I can see the contents and it contains some of these folders and files as i am seeing it right now:

1. Autorun.inf
2. Desktop.ini
3. info.exe
4. A long list of "Protected.arabic" and like files
5. system 32 (dir)
6. windowsre (dir)

How can i restore the Factory image? After reading a lot of pages in different forums, i feel that it is possible to do a manual restore from this Recovery Partition. I think it will be possible using some bootable Disk and command prompt.

All sort of help is welcome.

before this post i had made a similar post using another account which has been banned for spamming. I dont know what was wrong with my earlier post. I think it was because of the links from my blog where i had uploaded the Screen Shots of the Dell Recovery Warning and the Hard Disk Partition Information.


----------



## Computerpete (Jul 28, 2010)

What you need to is this
To access the recovery partition on your Dell computer for recovery, follow the steps listed below.

1. Power on the computer
2. At the Dell logo, hold the Ctrl key and press the F11 key simultaneously.
2. The Dell PC Restore screen will come up.
3. Select Restore or use the Tab key to highlight it and press Enter.
4. if you wish to continue, click Confirm, or use the Tab key to highlight it and press Enter.
5. When the utility is finished, click Finish, or use the Tab key to highlight it and press Enter.

---
I am here: http://maps.google.com/maps?ll=53.542116,-2.646092
P. Glynn


----------



## LauraMJ (Mar 18, 2004)

flow21 said:


> before this post i had made a similar post using another account which has been banned for spamming. I dont know what was wrong with my earlier post. I think it was because of the links from my blog where i had uploaded the Screen Shots of the Dell Recovery Warning and the Hard Disk Partition Information.

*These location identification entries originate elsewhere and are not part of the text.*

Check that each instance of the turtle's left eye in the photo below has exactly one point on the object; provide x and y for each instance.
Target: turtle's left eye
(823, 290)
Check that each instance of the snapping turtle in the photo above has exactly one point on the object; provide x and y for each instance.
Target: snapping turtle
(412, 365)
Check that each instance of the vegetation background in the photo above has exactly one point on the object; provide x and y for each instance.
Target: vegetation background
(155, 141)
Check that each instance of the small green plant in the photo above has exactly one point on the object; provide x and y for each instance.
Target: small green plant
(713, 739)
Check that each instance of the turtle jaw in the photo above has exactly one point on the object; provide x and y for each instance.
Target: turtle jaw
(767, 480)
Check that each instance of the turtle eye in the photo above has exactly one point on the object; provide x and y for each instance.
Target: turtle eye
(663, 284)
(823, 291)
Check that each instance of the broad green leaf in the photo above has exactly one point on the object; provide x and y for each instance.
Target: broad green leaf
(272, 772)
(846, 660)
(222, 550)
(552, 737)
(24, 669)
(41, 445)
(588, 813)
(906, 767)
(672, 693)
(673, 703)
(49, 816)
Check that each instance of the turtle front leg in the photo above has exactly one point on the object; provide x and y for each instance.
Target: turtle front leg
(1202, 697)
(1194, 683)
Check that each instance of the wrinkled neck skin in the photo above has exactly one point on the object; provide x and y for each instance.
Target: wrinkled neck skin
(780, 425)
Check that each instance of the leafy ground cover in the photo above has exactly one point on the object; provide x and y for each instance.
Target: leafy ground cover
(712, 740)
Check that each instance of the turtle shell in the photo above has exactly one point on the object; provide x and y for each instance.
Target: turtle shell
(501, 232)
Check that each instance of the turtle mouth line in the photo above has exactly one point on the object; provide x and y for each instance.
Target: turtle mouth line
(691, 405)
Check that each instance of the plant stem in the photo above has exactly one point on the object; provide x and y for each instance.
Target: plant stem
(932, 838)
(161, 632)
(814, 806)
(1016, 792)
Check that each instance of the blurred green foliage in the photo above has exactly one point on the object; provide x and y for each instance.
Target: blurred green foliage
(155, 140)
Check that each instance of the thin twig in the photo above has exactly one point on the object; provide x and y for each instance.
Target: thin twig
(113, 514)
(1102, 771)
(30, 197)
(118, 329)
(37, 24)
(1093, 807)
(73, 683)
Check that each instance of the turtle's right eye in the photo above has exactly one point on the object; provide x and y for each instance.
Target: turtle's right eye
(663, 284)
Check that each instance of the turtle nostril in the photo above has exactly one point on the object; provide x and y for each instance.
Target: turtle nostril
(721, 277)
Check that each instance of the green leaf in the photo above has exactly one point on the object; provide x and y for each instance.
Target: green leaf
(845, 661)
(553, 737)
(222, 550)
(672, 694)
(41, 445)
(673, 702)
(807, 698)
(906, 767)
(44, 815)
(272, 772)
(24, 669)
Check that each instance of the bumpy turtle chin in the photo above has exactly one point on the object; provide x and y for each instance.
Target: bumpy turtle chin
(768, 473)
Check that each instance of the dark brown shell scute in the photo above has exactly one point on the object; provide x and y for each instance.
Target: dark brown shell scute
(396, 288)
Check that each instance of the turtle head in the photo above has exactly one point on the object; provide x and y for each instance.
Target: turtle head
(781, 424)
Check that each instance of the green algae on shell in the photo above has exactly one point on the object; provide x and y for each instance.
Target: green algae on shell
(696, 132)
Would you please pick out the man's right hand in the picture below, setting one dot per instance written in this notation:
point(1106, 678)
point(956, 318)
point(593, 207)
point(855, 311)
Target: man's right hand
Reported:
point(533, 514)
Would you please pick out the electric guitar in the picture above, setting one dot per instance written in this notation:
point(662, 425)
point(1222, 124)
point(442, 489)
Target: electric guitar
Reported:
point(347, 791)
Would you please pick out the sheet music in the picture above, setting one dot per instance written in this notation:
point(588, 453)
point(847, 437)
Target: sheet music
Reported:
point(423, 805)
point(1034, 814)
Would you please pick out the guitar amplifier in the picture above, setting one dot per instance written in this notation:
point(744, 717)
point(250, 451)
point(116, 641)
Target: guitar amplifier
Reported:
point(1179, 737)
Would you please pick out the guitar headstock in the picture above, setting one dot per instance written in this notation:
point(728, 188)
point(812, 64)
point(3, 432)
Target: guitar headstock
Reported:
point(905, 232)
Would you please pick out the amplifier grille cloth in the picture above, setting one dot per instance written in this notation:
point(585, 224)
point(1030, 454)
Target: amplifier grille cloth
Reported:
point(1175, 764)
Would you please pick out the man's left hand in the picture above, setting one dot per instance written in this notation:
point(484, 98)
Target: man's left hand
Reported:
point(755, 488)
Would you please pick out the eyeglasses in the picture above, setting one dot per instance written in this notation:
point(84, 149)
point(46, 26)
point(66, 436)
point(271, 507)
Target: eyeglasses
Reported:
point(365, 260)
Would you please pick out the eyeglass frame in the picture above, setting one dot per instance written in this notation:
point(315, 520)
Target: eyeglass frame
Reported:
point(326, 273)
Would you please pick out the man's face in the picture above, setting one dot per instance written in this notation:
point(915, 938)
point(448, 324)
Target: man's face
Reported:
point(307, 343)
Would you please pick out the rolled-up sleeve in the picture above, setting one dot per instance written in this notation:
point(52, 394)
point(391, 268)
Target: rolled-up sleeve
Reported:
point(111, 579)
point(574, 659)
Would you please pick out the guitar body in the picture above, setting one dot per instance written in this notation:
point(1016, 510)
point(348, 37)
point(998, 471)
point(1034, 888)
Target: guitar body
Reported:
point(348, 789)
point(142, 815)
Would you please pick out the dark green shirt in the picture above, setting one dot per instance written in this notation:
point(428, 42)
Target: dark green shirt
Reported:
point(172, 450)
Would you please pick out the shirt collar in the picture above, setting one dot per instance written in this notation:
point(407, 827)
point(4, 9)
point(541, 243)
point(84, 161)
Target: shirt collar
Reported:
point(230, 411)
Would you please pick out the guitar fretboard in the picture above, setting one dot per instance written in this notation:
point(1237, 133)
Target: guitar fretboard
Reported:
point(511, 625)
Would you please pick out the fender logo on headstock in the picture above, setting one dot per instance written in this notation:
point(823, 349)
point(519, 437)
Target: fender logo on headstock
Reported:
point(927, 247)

I have already answered your email regarding your previous account. The proper procedure would have been to reply back to that email so we can review your previous account and make a decision regarding that account. As stated in the rules, duplicate accounts are prohibited, and that is especially true in situations where an account is under review. I am closing this thread and deleting this account. Please reply back to the email I sent you and we will sort out your first account.


----------